Long-Term Treatment of SSc-ILD With Nintedanib May Be Associated With Higher Risk for Malnutrition

While overall risk remained low, patients treated with long-term nintedanib for systemic sclerosis-associated interstitial lung disease (SSc-ILD) may be at higher risk for malnutrition, according to study findings published in Arthritis Care & Research.

Nintedanib, licensed for the treatment of SSc-ILD, has been linked to adverse gastrointestinal events. Although malnutrition has been associated with increased mortality, it is unclear whether this association is due to the direct influence of malnutrition or increased disease severity. Researchers aimed to evaluate the risk for malnutrition among patients with SSc-ILD treated with nintedanib vs placebo. 

The researchers conducted a post-hoc analysis of the SENSCIS trial, in which patients were randomly assigned 1:1 to receive nintedanib 150 mg twice daily or placebo.

Weight was measured periodically, and a modified version of the Malnutrition Universal Screening Tool (MUST) was used to assess risk for malnutrition at weeks 12, 24, 36 and 52. The MUST scores ranged from 0 to 6, with researchers assigning scores of 0, 1, and 2 or higher to indicate a low, medium and high risk for malnutrition, respectively.

Researchers evaluated adverse events (AEs) according to mean MUST scores over a 52-week period, stratified by baseline body mass index (BMI; ≤20 and >20 kg/m²) between both groups.

A total of 576 patients were included in the analysis, of which 61 had a BMI ≤20 kg/m² at baseline.

At baseline, comparable rates of AEs were noted between subgroups of BMI, with diarrhea being the most common AE reported (79.2% of patients with a BMI ≤20 kg/m² vs 75.4% of patients with a BMI >20 kg/m²). Serious AEs were more frequently seen among patients with a BMI ≤20 kg/m² (33.3%) vs >20 kg/m² (23.1%).

Between weeks 12 and 52, the proportion of patients considered at low-risk for malnutrition based on MUST scores were comparable between the nintedanib and placebo groups. However, during the same time period, those considered at high-risk for malnutrition ranged from 5.6% to 9.6% in the nintedanib group and from 4.3% to 5.4% in the placebo group.

The proportion of patients who were considered at low-risk for malnutrition based on MUST scores at baseline and final measurement was slightly lower among the nintedanib group (74.0%) vs the placebo group (78.1%).
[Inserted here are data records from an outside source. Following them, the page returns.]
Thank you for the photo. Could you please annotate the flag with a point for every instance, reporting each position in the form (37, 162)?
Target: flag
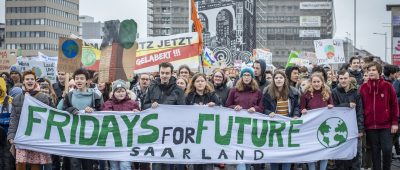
(292, 55)
(198, 27)
(208, 58)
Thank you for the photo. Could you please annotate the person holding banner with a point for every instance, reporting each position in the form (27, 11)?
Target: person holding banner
(200, 92)
(82, 98)
(317, 95)
(281, 99)
(346, 95)
(164, 90)
(120, 101)
(381, 112)
(245, 95)
(26, 158)
(219, 80)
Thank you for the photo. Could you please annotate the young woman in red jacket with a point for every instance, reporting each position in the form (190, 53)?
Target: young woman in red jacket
(317, 95)
(245, 95)
(120, 101)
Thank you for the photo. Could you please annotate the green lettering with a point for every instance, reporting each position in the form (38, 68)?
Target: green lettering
(105, 130)
(74, 127)
(130, 125)
(31, 119)
(277, 131)
(242, 121)
(145, 125)
(223, 139)
(59, 125)
(95, 133)
(259, 141)
(292, 130)
(200, 127)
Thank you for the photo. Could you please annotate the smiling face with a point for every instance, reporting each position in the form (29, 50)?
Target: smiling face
(80, 81)
(29, 82)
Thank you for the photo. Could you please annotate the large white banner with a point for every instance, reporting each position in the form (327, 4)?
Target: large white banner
(329, 51)
(189, 134)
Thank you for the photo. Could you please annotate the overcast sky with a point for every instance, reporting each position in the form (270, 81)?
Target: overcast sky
(371, 17)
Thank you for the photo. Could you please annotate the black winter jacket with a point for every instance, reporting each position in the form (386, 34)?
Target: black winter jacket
(294, 107)
(169, 94)
(341, 98)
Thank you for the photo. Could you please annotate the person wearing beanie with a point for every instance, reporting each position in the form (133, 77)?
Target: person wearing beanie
(120, 101)
(6, 159)
(259, 67)
(245, 95)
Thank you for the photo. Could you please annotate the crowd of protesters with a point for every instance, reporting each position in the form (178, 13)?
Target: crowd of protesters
(369, 86)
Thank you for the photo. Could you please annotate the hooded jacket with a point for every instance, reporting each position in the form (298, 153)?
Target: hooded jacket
(381, 109)
(246, 99)
(193, 98)
(263, 82)
(294, 108)
(126, 104)
(358, 74)
(169, 94)
(341, 98)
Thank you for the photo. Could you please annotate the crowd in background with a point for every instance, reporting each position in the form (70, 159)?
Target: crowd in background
(369, 86)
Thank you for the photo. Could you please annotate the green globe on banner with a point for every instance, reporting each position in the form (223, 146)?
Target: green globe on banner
(70, 49)
(332, 132)
(88, 57)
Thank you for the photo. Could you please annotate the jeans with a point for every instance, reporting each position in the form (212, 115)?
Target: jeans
(322, 165)
(285, 166)
(120, 165)
(381, 144)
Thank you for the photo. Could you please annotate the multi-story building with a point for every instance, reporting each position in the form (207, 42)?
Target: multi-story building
(2, 36)
(33, 26)
(88, 29)
(285, 25)
(167, 17)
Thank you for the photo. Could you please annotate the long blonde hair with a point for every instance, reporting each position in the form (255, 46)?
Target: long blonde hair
(274, 92)
(192, 88)
(325, 90)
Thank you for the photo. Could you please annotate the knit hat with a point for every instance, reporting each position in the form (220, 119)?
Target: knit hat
(15, 91)
(247, 70)
(119, 84)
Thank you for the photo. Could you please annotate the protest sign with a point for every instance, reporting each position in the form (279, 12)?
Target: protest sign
(42, 68)
(329, 51)
(69, 54)
(263, 54)
(177, 49)
(7, 59)
(197, 134)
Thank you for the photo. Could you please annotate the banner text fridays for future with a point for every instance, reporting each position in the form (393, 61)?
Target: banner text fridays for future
(188, 134)
(177, 49)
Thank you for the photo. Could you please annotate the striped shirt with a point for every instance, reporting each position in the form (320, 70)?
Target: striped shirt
(282, 107)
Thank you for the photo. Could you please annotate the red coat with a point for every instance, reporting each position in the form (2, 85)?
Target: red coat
(125, 105)
(381, 109)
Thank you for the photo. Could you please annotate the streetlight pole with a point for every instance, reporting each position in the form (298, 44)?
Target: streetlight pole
(385, 34)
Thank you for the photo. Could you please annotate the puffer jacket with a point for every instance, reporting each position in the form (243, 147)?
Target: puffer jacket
(169, 94)
(194, 98)
(358, 74)
(124, 105)
(341, 98)
(294, 107)
(381, 109)
(17, 103)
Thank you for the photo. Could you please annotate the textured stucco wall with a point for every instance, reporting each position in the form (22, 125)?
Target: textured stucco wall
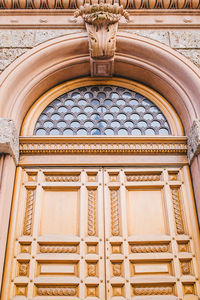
(14, 43)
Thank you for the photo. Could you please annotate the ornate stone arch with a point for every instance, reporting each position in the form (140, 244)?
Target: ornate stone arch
(65, 58)
(137, 58)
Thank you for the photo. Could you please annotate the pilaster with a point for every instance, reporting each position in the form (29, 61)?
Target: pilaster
(9, 139)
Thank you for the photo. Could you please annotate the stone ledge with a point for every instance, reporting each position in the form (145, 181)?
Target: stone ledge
(194, 141)
(9, 139)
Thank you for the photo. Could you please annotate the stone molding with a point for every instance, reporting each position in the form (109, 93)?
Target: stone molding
(128, 4)
(127, 145)
(194, 141)
(101, 21)
(9, 139)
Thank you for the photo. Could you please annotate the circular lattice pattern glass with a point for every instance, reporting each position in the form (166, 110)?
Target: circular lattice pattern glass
(102, 110)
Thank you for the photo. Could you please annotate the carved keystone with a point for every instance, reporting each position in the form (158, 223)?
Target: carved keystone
(193, 143)
(9, 139)
(101, 22)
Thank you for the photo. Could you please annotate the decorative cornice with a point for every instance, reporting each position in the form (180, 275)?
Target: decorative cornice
(9, 139)
(194, 141)
(128, 4)
(131, 145)
(101, 21)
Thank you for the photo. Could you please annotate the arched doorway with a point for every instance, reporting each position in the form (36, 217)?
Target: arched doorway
(102, 216)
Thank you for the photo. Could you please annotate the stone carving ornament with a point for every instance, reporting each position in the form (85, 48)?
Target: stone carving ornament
(9, 139)
(194, 140)
(101, 23)
(128, 4)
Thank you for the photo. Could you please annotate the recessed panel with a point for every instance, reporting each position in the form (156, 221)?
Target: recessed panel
(151, 268)
(62, 269)
(59, 212)
(145, 212)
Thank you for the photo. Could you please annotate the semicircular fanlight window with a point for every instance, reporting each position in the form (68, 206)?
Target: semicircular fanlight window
(102, 110)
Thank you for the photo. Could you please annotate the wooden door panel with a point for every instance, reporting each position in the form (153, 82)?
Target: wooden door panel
(148, 237)
(94, 233)
(58, 237)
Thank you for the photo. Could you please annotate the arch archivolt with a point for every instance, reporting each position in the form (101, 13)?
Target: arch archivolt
(154, 163)
(49, 96)
(65, 58)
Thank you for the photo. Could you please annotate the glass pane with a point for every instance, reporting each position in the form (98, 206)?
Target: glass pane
(101, 110)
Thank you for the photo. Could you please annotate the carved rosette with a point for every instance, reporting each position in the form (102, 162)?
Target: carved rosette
(193, 142)
(58, 249)
(102, 23)
(9, 138)
(149, 248)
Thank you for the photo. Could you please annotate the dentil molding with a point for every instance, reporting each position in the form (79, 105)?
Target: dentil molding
(128, 4)
(9, 139)
(194, 140)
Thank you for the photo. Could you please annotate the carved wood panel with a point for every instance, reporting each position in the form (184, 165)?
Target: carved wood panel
(102, 233)
(150, 255)
(58, 237)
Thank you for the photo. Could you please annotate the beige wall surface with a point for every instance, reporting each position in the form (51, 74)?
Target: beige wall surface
(15, 42)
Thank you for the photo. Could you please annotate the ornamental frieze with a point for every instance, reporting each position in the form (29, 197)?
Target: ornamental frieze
(72, 4)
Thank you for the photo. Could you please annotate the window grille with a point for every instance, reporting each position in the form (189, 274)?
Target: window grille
(102, 110)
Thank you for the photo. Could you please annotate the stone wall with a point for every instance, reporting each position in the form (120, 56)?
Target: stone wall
(14, 43)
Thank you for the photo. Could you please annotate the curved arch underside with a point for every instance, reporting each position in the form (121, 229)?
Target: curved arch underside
(137, 58)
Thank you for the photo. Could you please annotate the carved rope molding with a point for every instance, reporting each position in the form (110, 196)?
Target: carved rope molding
(114, 212)
(193, 142)
(9, 139)
(72, 4)
(92, 212)
(112, 145)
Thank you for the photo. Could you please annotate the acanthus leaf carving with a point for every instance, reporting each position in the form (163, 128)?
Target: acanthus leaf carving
(101, 22)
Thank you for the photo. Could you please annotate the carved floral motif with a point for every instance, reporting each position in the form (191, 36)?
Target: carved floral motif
(185, 267)
(160, 290)
(116, 269)
(63, 178)
(128, 4)
(23, 269)
(143, 177)
(57, 291)
(58, 249)
(149, 248)
(91, 269)
(108, 147)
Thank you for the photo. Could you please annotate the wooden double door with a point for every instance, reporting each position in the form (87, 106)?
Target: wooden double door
(102, 233)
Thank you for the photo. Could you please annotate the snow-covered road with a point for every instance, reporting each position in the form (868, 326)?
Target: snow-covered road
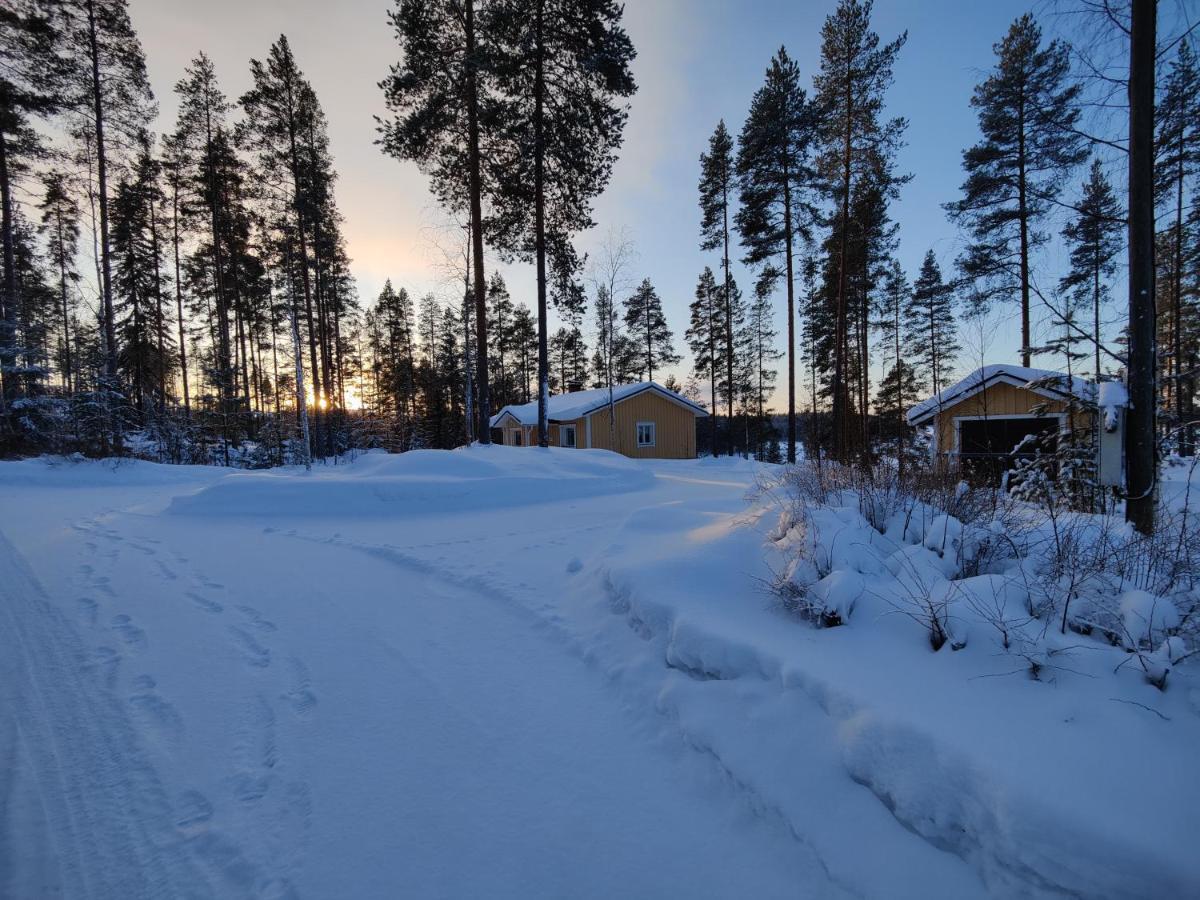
(341, 706)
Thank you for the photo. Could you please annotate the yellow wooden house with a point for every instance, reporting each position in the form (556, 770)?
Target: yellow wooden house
(994, 409)
(642, 420)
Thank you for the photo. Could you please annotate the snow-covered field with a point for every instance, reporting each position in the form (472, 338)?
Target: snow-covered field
(511, 672)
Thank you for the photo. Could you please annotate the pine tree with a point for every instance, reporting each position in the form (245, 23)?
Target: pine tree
(281, 117)
(856, 148)
(703, 337)
(563, 70)
(525, 343)
(199, 154)
(899, 388)
(1027, 113)
(774, 181)
(930, 333)
(115, 101)
(1095, 238)
(60, 232)
(438, 95)
(1177, 142)
(499, 330)
(571, 303)
(138, 283)
(29, 89)
(760, 340)
(717, 183)
(647, 328)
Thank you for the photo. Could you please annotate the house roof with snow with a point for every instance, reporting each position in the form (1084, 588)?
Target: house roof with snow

Notably, the proportion of patients considered at low-risk for malnutrition at baseline who were later considered at high-risk based on final measurements was greater among the nintedanib group (4.5%) vs the placebo group (1.0%).

Limitations of this analysis included its post-hoc nature and short follow-up period, which prevented long-term assessment of weight loss and malnutrition. Additionally, the MUST scores were not specifically designed to evaluate for malnutrition among patients with SSc. Finally, the number of patients with BMI <20 kg/m² was small.

The study authors concluded, “Our findings illustrate the importance of monitoring for gastrointestinal problems, weight loss and malnutrition in patients with c who are treated with nintedanib and ensuring that patients receive nutritional counselling when needed.”

Disclosure: One or more of the study authors declared affiliations with biotech, pharmaceutical, and/or device companies. Please see the original reference for a full list of authors’ disclosures.